If East Bengal’s last two campaigns have felt like a club living in two realities at once, the numbers tell the same story. The men oscillated between revival and relapse, while the women delivered history before being thrust into a harsher continental spotlight.
Across the 2024–25 and early 2025–26 seasons, East Bengal Football Club has lived through silverware, heartbreak, rebuilding and reinvention — often all at the same time.
Hovering over this sporting narrative is a wider uncertainty gripping Indian football itself. With repeated changes in league formats, fluctuating calendars, shifting federation policies and unresolved questions about long-term commercial sustainability, even historic clubs now plan seasons without knowing what the competitive landscape will look like a year later.
For East Bengal, a club that thrives on structure, rivalry and continuity, this instability has meant rebuilding on moving ground — making every cup run and league push feel not just like a sporting challenge, but a fight against administrative unpredictability.
Below are five talking points that capture the combined highs and lows across both men’s and women’s teams.
1) The women set the standard — and raised expectations

The most powerful statement in East Bengal’s recent history came in 2024–25, when the women’s team lifted the Indian Women’s League title, securing the club’s first major national league championship in the women’s game.
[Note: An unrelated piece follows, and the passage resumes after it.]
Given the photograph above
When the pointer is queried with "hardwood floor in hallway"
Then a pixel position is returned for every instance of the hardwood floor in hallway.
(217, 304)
It was a season that redefined the red-and-gold identity, driven by disciplined structure and ruthless finishing.
The follow-up campaign in 2025–26 has been equally revealing: winners of the SAFF Club Championship, and participants in the AFC Women’s Champions League. The latter, however, also exposed the next mountain — Asian football demands greater depth, tactical maturity and physical readiness, lessons learned the hard way through heavy defeats.
2) The men’s 2025: trophies at home, turbulence elsewhere

For the men, 2025 reads like two seasons stitched together. The league finish—9th in the ISL —isn’t what the fanbase wants, especially at a club that measures itself in heavyweight terms.
Yet the domestic local “heritage circuit” delivered: Calcutta Football League champions, back to back.
The year’s emotional low points are equally clear: a listed 0–4 defeat to NorthEast United and early exits across cups (Durand QF, Super Cup Ro16), reinforcing the sense that East Bengal often couldn’t carry momentum from one competition to the next.
3) From chaos to continuity

Few clubs can succeed amid constant change, and East Bengal’s 2024–25 managerial carousel made stability elusive. A mid-season reset eventually brought in Óscar Bruzón, and by 2025–26, continuity finally began to replace improvisation.
The appointment of Thangboi Singto as Head of Football marked a structural shift — a sign that East Bengal are now planning beyond individual tournaments, building an ecosystem rather than chasing short-term fixes.
4) Revival, belief — and familiar heartbreak

Early signs from the ongoing season suggest a sharper, more organised East Bengal. Another CFL title, a Durand Cup semi-final, and runner-up finishes in the IFA Shield and Super Cup reflect a side that has rediscovered its cup pedigree.
But the scars remain. Falling just short in multiple finals has reopened a familiar wound: East Bengal are close again — but closeness without conversion does not satisfy a fanbase built on championships.
5) Recruitment signals ambition

Across both teams, recruitment now reflects a club intent on competing nationally and continentally. Prolific foreign forwards, experienced domestic leaders and a clearer retention strategy indicate long-term thinking. The women’s side, in particular, now carry the responsibility of being East Bengal’s benchmark — proof that structured planning can produce silverware.
Verdict
East Bengal are no longer searching for direction — they are searching for dominance. The women have already delivered it domestically. The men are rebuilding the route back.
What lies ahead will depend not only on footballing decisions but also on whether Indian football itself can offer the stability required for giants to rise consistently.
For a club that lives by legacy, the next year is about more than progress. It is about restoring the certainty that once made red-and-gold supremacy inevitable.